When my options for Friday night are being a 3rd wheel or bringing a gay man as my date i need to focus on other things in life like having a successful career.
dude we gotta go shopping. I made pancakes this afternoon and used them as sandwich bread.
We were making out and then he stopped and said to me, "Your ship is right there, why don't you take your people and just go?"
after he fucked me and not his girlfriend, i told him to be a gentleman and close his eyes as i ran to the bathroom naked. so sweet.
your definition of "gentleman" is so absurd.
Well regardless of which drugs we choose to do tonight until four in the morning, we are having a wii bowling championship. So choose carefully.
I will probably be peed on at some point today.
I'm not upset because i like you. I'm upset because I can't use you for the sex anymore.
I was the king of the handle race. My team finished it in 56 minutes.
you don't get it. Nobody wins a handle race. there just degrees of losing.

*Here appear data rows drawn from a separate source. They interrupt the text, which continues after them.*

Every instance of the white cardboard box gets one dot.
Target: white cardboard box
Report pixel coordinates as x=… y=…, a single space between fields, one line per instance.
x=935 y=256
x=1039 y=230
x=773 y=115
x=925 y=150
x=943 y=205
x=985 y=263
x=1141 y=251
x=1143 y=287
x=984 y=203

No like you fell onto the fence. I don't even know how you got into the fenced in area.
It's amazing how not interested in talking to him I am since I've decided that he probably has chlamydia.
i think the theme of this summer is "shitting in weird locations."

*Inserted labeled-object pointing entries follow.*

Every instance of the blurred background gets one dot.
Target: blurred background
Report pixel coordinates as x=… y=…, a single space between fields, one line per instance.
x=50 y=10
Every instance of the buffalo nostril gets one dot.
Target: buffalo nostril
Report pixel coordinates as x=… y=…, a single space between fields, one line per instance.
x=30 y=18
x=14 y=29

Is there some sort of line being crossed when your shower activities start to involve jimmy johns?
You're a goddess. Probably of destruction and dick jokes, or some shit, but man, lesser bitches wish they could be half as fab.
I'm so high that a guy on TV just sneezed and I said "bless you."
I need to take my iPad to the Apple store (when this is all over). Do I need to delete all my dick pics/videos or are they used to stumbling across that sort of thing?